Less Than Sporting
Reducing the exorbitant amounts paid to athletes and owners would help the average fan—and the government should do it.
But this kind of approach need not be restricted to taxpayer-supported stadiums. All stadiums could be forced to sell tickets to the four major sports at affordable prices. If that sounds outlandish, it’s important to keep in mind how skewed the balance of government intervention in sports, in favor of ownership, has long been. Baseball’s antitrust exemption bequeathed to the owners the privilege to avoid the kind of market competition that defines so many American industries. The last serious legislative challenge to it, in 2001, was soundly defeated, even though it proposed to affect only one portion of the exemption, that dealing with restrictions on teams’ ability to move to new locations. (That bill, the Fairness in Antitrust in National Sports, had some serious progressive bona fides, counting Congressman John Conyers and Senator Paul Wellstone as its sponsors.)
The second ambitious intervention would affect the television market. So much of the money related to sports today is tied up in cable television contracts. In a time of dwindling mass television events, sports have proven to be among the last consistently lucrative genres. Recent sports deals that have attracted widespread headlines because of their size were tied directly to cable television money. The Los Angeles Dodgers sold for an eye-popping $2 billion because of the enormous value of an impending cable contract. And the Los Angeles Angels signed Albert Pujols for a quarter of a billion dollars because they too were counting on future cable television revenue.

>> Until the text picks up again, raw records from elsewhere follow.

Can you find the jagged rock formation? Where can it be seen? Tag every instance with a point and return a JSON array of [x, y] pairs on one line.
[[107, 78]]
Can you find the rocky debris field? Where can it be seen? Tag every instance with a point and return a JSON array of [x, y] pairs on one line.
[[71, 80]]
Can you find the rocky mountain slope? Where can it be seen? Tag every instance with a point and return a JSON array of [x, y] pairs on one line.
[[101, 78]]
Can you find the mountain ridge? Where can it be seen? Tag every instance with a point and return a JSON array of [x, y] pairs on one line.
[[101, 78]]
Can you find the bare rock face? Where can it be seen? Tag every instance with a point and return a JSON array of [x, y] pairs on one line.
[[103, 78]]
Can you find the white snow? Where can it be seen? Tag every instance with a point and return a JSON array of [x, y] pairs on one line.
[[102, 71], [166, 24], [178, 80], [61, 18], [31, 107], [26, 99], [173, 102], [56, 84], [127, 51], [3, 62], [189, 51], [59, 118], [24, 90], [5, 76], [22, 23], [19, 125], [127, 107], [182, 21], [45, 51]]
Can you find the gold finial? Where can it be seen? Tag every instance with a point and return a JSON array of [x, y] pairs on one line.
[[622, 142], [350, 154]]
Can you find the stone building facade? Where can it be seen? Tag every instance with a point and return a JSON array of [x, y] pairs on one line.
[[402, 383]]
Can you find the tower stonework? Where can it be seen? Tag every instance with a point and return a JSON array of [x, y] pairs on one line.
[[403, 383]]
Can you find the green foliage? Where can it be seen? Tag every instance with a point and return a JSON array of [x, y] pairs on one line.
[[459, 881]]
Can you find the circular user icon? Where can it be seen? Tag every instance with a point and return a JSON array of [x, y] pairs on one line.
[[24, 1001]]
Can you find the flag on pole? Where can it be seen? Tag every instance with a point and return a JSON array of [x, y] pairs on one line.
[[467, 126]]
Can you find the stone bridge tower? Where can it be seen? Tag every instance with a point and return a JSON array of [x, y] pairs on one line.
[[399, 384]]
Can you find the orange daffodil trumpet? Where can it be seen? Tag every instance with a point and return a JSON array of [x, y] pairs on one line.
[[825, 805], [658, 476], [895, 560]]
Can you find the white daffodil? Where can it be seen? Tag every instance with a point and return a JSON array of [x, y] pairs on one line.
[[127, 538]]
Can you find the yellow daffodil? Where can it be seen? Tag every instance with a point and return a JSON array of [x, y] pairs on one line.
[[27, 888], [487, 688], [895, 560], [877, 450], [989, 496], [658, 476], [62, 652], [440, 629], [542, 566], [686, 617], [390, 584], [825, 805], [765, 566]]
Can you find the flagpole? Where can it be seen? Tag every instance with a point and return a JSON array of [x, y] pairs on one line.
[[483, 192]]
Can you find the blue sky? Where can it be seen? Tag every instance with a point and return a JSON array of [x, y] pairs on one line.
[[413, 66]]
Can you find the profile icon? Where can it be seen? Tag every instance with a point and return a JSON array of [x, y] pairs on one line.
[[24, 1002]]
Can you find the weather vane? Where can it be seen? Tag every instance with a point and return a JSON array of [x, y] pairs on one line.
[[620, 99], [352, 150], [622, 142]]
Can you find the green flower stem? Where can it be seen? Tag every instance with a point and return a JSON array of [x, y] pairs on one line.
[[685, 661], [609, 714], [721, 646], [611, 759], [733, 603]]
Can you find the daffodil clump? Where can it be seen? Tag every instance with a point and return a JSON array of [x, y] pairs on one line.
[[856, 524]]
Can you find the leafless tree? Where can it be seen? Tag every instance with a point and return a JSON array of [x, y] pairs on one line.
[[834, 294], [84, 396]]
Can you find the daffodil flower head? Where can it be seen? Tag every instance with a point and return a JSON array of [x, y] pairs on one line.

If the goal is reducing sports-related money and maintaining if not improving the everyday fan’s experience, then government intervention should mandate that all sporting events should be available on local-access television. Fans should not be forced to buy expensive cable packages in order to see their local teams play—teams that, in many cases, they have already assisted through public funds. By reducing the costs of being a fan, we can also reduce the total amount of money spent on sports. The players and owners can afford it (to be clear, the amount of money that will flow to our athletes and owners would likely still surpass that in leagues overseas). And our social priorities could benefit from the adjustment.